The Scripture text was Matthew 20:1-16

Things have changed a lot since Jesus told this story. I mean, there are the obvious things, like cars and phones and the internet, but there are more subtle things too.

The biggest one is that most of the people who followed Jesus back then were the ones on the wrong side of the tracks. He spoke to the poor, the frustrated, the beaten down.

Today, those people still follow Jesus, but most people who claim to be Christian in this country are pretty comfortable. I mean, all you have to do is look at the big steeples and the elegant stained glass of most churches to know that not many of the people who gather there are poor.

The message originally spoken to the poor has been taken by the rich – and as a result, it is easy to miss what Jesus was trying to say. The scripture today is one of those stories – it means something a bit different, depending on who you identify with, with the assumptions you bring to the table.

As an educated white guy, it is pretty easy to identify with the land owner. I like to think I am kind, like the landowner in this story. And in the way we usually understand this story, the landowner represents God, and we all like to think of God as basically like us, only nicer.

But the story reads pretty different if you are reading it from the perspective of the first Jesus followers – people who were poor, people who were struggling to get by, people who worked day labor.

Yeah , that’s right– this is the story of the labor pool. This is a story about people who sit and wait for rich men to come and hire them, to do back breaking work at a rate that will barely pay their bills.

And so the farmer goes to the labor pool four times – first thing in the morning, at lunch, at three and again an hour before quitting time.

But when it came time to settle up, he paid them in reverse order – he paid the ones who worked one hour, and then the ones who worked three hours, and so on.  But, and here is the kicker – he paid them all the same.

The people who had been there since early that morning, who signed in at the desk, who sat in the diert room, who waited for their name to be called and who went out at 6 that morning – they got paid the same thing that the ones who had only been out there an hour did.

And the people who went out early – they were hot about it.

Even though they did not suffer at all. They got paid exactly what they were supposed to get paid. And yet they were mad.

The people who worked all day got what they deserved. The people who worked one hour, yet got a whole day’s pay,  they got grace.

Last week, we talked about how there are two ways to view the world – the way of grace, or the way of power. Jesus invites us to live in a world of Grace, and here we see another example of what that looks like. The Farmer extends grace – rather than give people what they deserve, he gives them what they need.

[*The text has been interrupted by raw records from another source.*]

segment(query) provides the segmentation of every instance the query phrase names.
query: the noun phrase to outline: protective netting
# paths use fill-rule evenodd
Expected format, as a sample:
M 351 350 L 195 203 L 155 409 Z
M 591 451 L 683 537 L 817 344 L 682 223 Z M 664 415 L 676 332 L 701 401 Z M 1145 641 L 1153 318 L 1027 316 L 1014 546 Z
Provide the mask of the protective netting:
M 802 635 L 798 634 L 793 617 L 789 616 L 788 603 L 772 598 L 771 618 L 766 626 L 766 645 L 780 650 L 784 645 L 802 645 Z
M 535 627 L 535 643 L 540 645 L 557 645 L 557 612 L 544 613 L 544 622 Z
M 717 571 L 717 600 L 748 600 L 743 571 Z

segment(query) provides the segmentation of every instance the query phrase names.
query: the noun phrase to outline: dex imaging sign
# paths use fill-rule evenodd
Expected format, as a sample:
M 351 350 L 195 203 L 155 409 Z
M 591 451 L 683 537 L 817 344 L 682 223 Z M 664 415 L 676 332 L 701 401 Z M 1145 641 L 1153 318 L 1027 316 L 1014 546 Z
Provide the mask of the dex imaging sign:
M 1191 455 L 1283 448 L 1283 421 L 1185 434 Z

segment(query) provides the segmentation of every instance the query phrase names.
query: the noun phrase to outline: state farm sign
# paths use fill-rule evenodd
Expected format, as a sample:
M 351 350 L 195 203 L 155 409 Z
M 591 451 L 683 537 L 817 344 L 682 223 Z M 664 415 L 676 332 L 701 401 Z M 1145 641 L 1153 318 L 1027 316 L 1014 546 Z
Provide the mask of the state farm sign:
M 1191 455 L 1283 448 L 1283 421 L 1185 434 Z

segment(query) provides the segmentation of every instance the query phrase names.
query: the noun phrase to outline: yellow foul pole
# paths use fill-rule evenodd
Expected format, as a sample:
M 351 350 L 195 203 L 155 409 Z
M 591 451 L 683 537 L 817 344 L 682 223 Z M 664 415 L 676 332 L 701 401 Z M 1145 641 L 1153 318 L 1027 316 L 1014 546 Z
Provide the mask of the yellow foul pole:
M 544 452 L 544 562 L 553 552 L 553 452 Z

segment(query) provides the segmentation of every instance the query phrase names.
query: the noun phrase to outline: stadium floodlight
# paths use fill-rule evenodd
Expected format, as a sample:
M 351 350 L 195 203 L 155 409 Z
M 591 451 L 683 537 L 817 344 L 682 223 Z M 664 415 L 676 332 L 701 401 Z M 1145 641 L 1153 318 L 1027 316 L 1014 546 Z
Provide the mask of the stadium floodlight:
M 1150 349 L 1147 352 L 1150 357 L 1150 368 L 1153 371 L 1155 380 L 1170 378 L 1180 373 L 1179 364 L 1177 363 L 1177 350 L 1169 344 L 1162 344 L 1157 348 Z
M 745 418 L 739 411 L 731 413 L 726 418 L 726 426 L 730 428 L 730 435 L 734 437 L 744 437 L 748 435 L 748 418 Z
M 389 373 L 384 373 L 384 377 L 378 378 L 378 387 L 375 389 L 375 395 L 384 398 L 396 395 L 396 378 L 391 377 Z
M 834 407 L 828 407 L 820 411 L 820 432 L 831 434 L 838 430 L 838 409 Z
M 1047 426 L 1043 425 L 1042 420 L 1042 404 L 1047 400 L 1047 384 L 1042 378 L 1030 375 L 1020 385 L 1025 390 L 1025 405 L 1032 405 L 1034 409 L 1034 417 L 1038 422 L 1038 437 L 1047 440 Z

The folks who worked all day – they have a chance to be graceful – I mean, they worked all day for the pay that they had agreed to, and the farmer’s generosity cost them nothing. But instead, they felt cheated. They appealed to power instead of embracing grace.

Yes, when we read this story, it does tell us that god is gracious. But it also tells us that we have a choice to decide which world we want to live in. And to follow Jesus means to choose grace.

In the name of the Father, and The son, and the Holy Spirit. Amen.